元ハングマン。下町で隠遁暮らしのオジサンが躁鬱病になりました。
それでも、望みはミニマリストになる事です。

横山秀夫の巻。

2013年04月15日 | 枯渇した生活に豊潤な読書を
平成の松本清張=横山秀夫著【64(ロクヨン)】を読了しました。

実に7年振りの作品だそうです。

いやぁ面白かった。

いわゆる【弁当箱】サイズの640ページを越える大作であります。

僕は横山秀夫の作品は大好きで【顔 FACE】を除く全てを読破しております。

警察組織が舞台でありながら、切った張ったのデカ物語ではなく、管理部門・事務屋をメインとしたフィクションとしては比較的陽の当たらない部署の人間たちの心理を描く物語の多い作家です。

古い話で恐縮ですが、真保裕一の【小役人シリーズ】を彷彿させますな。

横山秀さんは【半落ち】で直木賞候補となりましたが、北方ソープ謙三や林デブス真理子の謀略により受賞には至りませんでした。

【欠陥】と北方ソープや林デブスが指摘した事項は、実際【欠陥】ではなかった事が後に判明しました。どうしてくれんだよ!

北方ソープは直木賞の選考委員でありながら、直木賞貰ってませんから意地悪に及んだんでしょう。

林デブス如きに作品の優劣を語る資格なんぞありません。おまけにこのデブスババアは読者迄愚弄しやがりました。

さて【64(ロクヨン)】、久々の横山秀さん作品という事もあったので【D県警】という表記がありながら【エース・二渡】の名が出て来る迄【D県警シリーズ】とは気がつきませんでした。

このヒトは本当に小事を大事として描くのが上手いなぁ、と今更ながら感じました。

又、その心理描写が紋切り型ではなく、ありとあらゆるヒトに理解出来るものとして存在するのです。

涙を流す人間を【脆い】と評する割には自身もちょいちょい泣いちゃうD県警広報官・三上が主人公。
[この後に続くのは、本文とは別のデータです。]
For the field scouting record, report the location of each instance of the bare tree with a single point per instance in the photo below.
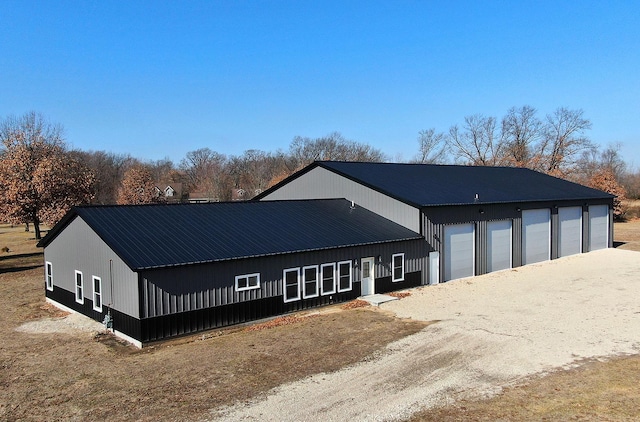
(432, 147)
(40, 180)
(521, 132)
(205, 171)
(563, 141)
(254, 170)
(332, 147)
(477, 143)
(109, 169)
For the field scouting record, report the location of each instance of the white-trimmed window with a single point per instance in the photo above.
(291, 284)
(328, 278)
(397, 261)
(48, 275)
(79, 287)
(310, 281)
(344, 276)
(247, 282)
(97, 294)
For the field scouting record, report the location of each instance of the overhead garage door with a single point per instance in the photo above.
(459, 251)
(569, 231)
(598, 227)
(536, 235)
(498, 245)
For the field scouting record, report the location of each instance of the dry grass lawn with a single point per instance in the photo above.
(84, 377)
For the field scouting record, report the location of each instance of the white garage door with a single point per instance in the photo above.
(598, 227)
(570, 231)
(459, 251)
(536, 235)
(498, 245)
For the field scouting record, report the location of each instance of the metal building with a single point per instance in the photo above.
(160, 271)
(474, 219)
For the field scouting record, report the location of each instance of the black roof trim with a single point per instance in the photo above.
(223, 231)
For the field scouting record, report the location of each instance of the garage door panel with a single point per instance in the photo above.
(459, 251)
(499, 245)
(598, 227)
(569, 231)
(536, 235)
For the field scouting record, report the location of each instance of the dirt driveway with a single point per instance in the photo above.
(493, 331)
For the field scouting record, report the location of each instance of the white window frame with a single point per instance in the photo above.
(48, 275)
(79, 297)
(249, 286)
(393, 267)
(316, 293)
(349, 264)
(96, 294)
(331, 265)
(284, 284)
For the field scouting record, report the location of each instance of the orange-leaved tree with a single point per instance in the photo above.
(137, 187)
(40, 181)
(605, 180)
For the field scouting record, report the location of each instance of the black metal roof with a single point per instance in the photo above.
(424, 185)
(153, 236)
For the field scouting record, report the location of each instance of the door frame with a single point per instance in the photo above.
(372, 276)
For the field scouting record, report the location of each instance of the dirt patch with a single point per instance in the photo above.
(595, 391)
(627, 235)
(494, 331)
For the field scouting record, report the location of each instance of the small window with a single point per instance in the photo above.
(79, 288)
(49, 275)
(97, 294)
(291, 284)
(247, 282)
(398, 267)
(328, 276)
(344, 276)
(310, 282)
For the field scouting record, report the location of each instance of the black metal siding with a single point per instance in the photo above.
(121, 322)
(434, 219)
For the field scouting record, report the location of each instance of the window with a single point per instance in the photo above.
(344, 276)
(97, 294)
(310, 282)
(247, 282)
(79, 288)
(291, 282)
(398, 267)
(49, 275)
(328, 277)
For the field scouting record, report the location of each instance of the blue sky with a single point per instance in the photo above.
(157, 79)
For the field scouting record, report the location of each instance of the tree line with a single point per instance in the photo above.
(42, 178)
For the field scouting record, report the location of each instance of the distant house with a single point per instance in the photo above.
(224, 263)
(169, 193)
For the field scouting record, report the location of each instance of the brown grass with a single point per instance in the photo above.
(82, 377)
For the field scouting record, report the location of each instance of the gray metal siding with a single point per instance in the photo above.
(320, 183)
(434, 219)
(598, 227)
(569, 231)
(499, 245)
(79, 248)
(183, 289)
(536, 236)
(459, 251)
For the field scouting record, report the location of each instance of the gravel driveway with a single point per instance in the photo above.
(492, 331)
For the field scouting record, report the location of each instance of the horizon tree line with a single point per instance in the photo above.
(42, 179)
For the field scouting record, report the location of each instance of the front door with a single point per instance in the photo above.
(367, 276)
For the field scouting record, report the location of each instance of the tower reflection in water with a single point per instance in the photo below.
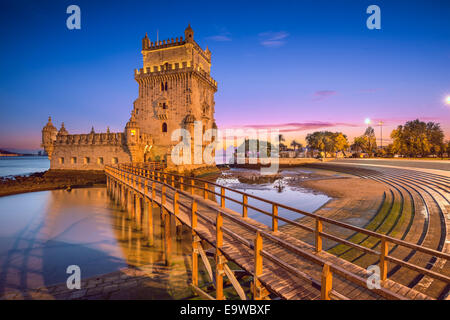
(44, 232)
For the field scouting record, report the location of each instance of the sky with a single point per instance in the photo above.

その三上が、昭和64年に発生し、いまだ未解決である幼女誘拐殺人事件に端を発した警務部と刑事部の暗闘に巻き込まれる、といった内容が主軸です。

ただ、どうしても最後の解決に導くプロットがあまりにも薄い感覚であったのは否めませんでした。

物語のほとんどに重いリアリティが流れていただけに、いささか残念です。

この感覚は実は【半落ち】でもありました。

ラスト、主人公の動機がどうしても薄く感じでしまい、理解出来なかったのです。

とまぁ、どんな作品でも引っかかるトコってのはあるもんです。

もうひとつ引っかかったのが【暴力団関係者】を【マル暴】と呼称した事です。

これはこの作品に限った事ではありません。

勿論、本来の使用方法としては正しいのでしょうが、エンターテイメントの場合は通常【マルB】と読んだ方が通りが良い様な気がします。

【マル暴】というとどうしても『暴力団担当の警察官』という印象が強いと思います。鮫の読みすぎかなぁ。

今回、捜一課長の松岡とその下につく敏腕刑事の緒方と峰岸が良かった。

捜一出動直前迄の陰湿な警察官の描き方と異なり、読者にカタルシスを与えるキャラクターとしての登場であります。

エンターテイメントはこうでなきゃ。やっぱ。

僕も松岡の下で働きたいですよ。そりゃ。



TBSで二渡を演じる上川隆也。三上は誰が演じたらしっくり来ますかね。